XML.com: XML From the Inside Out
oreilly.comSafari Bookshelf.Conferences.

advertisement

W3C XML Schema Made Simple
by Kohsuke Kawaguchi | Pages: 1, 2

Why You Should Avoid Notation Declarations

If you haven't heard about notations, please be assured that you aren't missing anything. Notations exist only for backward compatibility. There is no need to learn about them.

If you do know notations, you should know that notations in W3C XML Schema are not compatible with notations in DTDs, because a Schema notation is a QName.

The following example is from the spec.

<xs:notation name="jpeg"
             public="image/jpeg" system="viewer.exe" />

<xs:element name="picture">
 <xs:complexType>
  <xs:simpleContent>
   <xs:extension base="xs:hexBinary">
    <xs:attribute name="pictype">
     <xs:simpleType>
      <xs:restriction base="xs:NOTATION">
       <xs:enumeration value="jpeg"/>
       <xs:enumeration value="png"/>
        ...
      </xs:restriction>
     </xs:simpleType>
    </xs:attribute>
   </xs:extension>
  </xs:simpleContent>
 </xs:complexType>
</xs:element>

<picture pictype="jpeg"> ... </picture>

This example is okay. But the following fragment is not valid even if the prefix "pic" is properly declared.

<pic:picture pictype="jpeg"> ... </pic:picture>

Confused? You have to write it as follows because it's a QName.

<pic:picture pictype="pic:jpeg"> ... </pic:picture>

Apparently it fails to serve its only reason for existing. There's really no reason to use notations. Notations are for SGML.

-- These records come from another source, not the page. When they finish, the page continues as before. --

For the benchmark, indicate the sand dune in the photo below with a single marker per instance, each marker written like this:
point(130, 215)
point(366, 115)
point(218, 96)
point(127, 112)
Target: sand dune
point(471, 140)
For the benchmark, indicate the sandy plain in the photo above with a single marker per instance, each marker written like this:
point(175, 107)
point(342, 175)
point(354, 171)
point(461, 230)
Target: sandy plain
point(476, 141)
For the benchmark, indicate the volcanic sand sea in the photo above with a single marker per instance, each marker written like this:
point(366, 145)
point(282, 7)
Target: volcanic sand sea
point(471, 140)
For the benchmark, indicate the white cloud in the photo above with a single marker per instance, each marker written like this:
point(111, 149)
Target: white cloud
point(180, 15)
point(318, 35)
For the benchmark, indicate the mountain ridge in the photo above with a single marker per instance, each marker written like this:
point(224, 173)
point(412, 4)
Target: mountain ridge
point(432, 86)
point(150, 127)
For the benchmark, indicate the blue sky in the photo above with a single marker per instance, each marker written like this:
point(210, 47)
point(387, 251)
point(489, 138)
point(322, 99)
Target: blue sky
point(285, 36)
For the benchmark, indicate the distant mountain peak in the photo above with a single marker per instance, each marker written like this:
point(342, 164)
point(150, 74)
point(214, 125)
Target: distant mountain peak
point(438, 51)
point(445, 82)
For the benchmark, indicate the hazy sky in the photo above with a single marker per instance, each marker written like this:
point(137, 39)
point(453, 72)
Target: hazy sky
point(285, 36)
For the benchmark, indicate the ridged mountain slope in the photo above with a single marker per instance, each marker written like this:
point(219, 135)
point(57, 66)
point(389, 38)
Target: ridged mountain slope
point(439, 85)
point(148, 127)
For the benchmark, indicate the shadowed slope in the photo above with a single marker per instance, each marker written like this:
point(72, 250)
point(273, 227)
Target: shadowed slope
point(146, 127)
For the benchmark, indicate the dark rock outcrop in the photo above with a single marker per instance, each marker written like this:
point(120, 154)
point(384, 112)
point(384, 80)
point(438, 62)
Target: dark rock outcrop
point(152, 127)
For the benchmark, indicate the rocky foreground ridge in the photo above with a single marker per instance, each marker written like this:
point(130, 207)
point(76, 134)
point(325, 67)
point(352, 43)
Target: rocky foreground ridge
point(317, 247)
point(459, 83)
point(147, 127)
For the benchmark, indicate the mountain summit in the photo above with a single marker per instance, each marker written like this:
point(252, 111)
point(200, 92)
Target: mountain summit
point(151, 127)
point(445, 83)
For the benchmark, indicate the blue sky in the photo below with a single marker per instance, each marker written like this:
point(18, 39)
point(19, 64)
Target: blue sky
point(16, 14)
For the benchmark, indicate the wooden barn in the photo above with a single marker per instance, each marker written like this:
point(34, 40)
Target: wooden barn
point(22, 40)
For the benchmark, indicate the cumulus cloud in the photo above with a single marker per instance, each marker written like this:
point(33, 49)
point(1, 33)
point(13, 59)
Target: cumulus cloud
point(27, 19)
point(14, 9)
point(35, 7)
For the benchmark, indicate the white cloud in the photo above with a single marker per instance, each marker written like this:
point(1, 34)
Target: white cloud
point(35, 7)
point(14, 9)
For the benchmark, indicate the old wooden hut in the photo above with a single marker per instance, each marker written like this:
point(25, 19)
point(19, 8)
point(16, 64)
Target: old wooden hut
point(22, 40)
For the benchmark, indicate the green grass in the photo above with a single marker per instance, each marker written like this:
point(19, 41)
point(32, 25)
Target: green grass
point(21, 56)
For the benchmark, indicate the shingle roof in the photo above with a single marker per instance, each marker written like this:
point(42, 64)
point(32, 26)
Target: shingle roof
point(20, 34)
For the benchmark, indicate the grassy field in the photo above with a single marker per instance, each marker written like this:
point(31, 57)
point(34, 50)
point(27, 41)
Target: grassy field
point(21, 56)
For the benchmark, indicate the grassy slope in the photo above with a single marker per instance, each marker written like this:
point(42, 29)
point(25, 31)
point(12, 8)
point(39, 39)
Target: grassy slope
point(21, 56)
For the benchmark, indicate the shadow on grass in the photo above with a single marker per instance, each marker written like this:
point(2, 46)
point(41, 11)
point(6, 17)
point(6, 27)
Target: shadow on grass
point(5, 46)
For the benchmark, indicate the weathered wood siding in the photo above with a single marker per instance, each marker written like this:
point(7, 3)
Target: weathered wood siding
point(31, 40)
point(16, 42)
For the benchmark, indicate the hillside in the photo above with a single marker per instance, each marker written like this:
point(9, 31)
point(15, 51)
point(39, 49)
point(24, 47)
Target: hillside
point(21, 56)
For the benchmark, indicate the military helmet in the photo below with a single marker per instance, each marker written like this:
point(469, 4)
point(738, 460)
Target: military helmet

Why You Should Avoid Local Declarations

W3C XML Schema allows you to declare elements inside another element:

<xs:schema xmlns:xs="http://www.w3.org/2001/XMLSchema"
      targetNamespace="http://example.com">
  <xs:element name="person">
    <xs:complexType>
      <xs:sequence>
        <xs:element name="familyName" type="xs:string" />
        <xs:element name="firstName" type="xs:string" />
      <xs:sequence>
    <xs:complexType>
  <xs:element>
<xs:schema>

But generally you should avoid this if possible, because the above schema does not match the following instance:

<person xmlns="http://example.com">
  <familyName> KAWAGUCHI <familyName>
  <firstName> Kohsuke <firstName>
<person>

Rather, you have to write it as

<foo:person xmlns:foo="http://example.com">
  <familyName> KAWAGUCHI <familyName>
  <firstName> Kohsuke <firstName>
<foo:person>

Not only does this require more typing, it is also a bad use of XML Namespaces. To avoid this problem, you should write

<xs:schema xmlns:xs="http://www.w3.org/2001/XMLSchema"
      targetNamespace="http://example.com">
  <xs:element name="person">
    <xs:complexType>
      <xs:sequence>
        <xs:element ref="familyName" />
        <xs:element ref="firstName" />
      </xs:sequence>
    </xs:complexType>
  </xs:element>
  <xs:element name="familyName" type="xs:string" />
  <xs:element name="firstName" type="xs:string" />
</xs:schema>

Another way to solve the problem is to add elementFormDefault="qualified" to the schema element. You can then safely use local element declarations. It probably isn't worth the effort to understand exactly what this means. Just understand that it makes the schema behave in the "right" way.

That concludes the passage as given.